Dr. Qiu travelled to China in October, 2018, but CSIS found she did not report attending a biosafety workshop at the Wuhan Institute. “Ms. Qiu accepted, however according to travel expenses reported to PHAC, this workshop was not reported amongst other conferences that Ms. Qiu did report attending in the PRC.”
She was also confronted by CSIS about her collaboration with Major General Chen Wei, a high-ranking People’s Liberation Army officer lauded by President Xi Jinping for her involvement with China’s single-dose COVID-19 vaccine, developed by CanSino Biologics Inc., a military-backed institute.
She stated that she did not know Maj.-Gen. Chen was involved in bioweapons research. “I wasn’t aware. I didn’t know,” she told CSIS. When asked if she thought it would be important to do background checks on people she collaborates with on deadly pathogens, Dr. Qiu replied: “Well, I dunno, I guess. Before I never thought about it.”
Property records show Dr. Qiu and Mr. Cheng co-own two houses in Winnipeg’s South Pointe neighbourhood, a wealthy suburban area surrounded by parks and interconnecting creeks, about a 30-minute drive from the city’s downtown. They also own an undeveloped property in cottage country in Gimli, Man. They are listed as co-owners as of a title search March 6.
Their sons had been living in the larger of the two homes, while they rented the other house in Winnipeg. But next-door neighbours, who are hesitant to speak to the media or provide their names, say they have not seen the sons there since at least December.
Security cameras are spread across the principal residence, a three-floor house valued at over $1.2-million. No one answered the door when The Globe visited the property last week, though it appeared someone was inside.

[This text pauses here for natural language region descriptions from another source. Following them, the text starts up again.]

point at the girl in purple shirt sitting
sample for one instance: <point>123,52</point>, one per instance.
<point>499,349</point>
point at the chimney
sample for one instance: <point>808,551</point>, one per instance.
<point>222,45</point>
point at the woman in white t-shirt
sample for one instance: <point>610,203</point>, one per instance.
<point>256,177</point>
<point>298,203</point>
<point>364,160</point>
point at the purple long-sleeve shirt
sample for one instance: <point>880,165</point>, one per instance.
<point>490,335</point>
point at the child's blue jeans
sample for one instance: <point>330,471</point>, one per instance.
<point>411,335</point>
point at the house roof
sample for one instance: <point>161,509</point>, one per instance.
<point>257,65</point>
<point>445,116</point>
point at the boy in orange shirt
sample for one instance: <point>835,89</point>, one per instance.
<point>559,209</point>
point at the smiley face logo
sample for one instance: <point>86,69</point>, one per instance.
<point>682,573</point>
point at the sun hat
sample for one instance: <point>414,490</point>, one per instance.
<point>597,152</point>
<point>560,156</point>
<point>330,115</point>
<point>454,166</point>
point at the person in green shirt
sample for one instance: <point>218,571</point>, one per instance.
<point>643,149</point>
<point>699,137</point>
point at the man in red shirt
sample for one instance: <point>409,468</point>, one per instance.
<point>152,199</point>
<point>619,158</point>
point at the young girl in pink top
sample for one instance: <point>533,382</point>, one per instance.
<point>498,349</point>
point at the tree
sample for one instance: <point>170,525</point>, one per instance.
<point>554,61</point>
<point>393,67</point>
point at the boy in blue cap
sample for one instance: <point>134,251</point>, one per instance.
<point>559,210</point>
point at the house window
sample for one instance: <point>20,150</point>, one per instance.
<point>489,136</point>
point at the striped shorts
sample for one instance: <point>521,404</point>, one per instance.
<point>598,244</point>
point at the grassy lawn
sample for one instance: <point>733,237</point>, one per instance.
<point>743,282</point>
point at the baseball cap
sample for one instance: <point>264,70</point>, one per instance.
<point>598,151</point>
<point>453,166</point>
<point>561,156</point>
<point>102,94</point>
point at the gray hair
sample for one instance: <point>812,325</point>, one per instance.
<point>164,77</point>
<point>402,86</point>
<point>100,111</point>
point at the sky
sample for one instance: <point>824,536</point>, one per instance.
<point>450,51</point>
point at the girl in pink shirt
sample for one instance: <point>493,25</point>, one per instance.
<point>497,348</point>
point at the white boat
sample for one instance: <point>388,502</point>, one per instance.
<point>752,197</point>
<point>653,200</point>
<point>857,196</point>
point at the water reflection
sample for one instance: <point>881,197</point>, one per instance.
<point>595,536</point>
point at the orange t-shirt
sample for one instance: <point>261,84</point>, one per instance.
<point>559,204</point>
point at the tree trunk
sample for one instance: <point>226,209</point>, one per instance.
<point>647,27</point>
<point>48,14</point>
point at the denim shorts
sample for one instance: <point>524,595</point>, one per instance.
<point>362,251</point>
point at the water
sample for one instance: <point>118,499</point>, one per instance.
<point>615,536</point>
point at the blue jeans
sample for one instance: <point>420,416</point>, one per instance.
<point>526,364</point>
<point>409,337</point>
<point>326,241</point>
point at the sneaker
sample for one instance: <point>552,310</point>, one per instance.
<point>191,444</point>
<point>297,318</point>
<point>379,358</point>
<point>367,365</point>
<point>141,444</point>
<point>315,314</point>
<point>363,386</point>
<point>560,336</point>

A few streets away, at Dr. Qiu and Mr. Cheng’s other house in the area, valued at $524,000, the tenants – a middle-aged couple, who would not provide their names – told The Globe they do not know the whereabouts of their landlords.
In a brief exchange at their doorstep on Friday, they said they have spoken to the RCMP and local police recently, and that they are frustrated with people who keep showing up to their home.
The tenants said they pay their monthly rent by e-transfer to the landlords. But when asked for the landlords’ contact information, they would not provide those details.
The tenants said they have not messaged or heard from Dr. Qiu and Mr. Cheng. They said the scientists’ son lives in the area, though would not say when they last spoke with him.
With reports from Temur Durrani in Winnipeg and Stephanie Chambers in Toronto
Editor’s note: A previous version of this article incorrectly stated that RCMP have been investigating the scientists since 2021. They have been investigating since May, 2019. This version has been updated.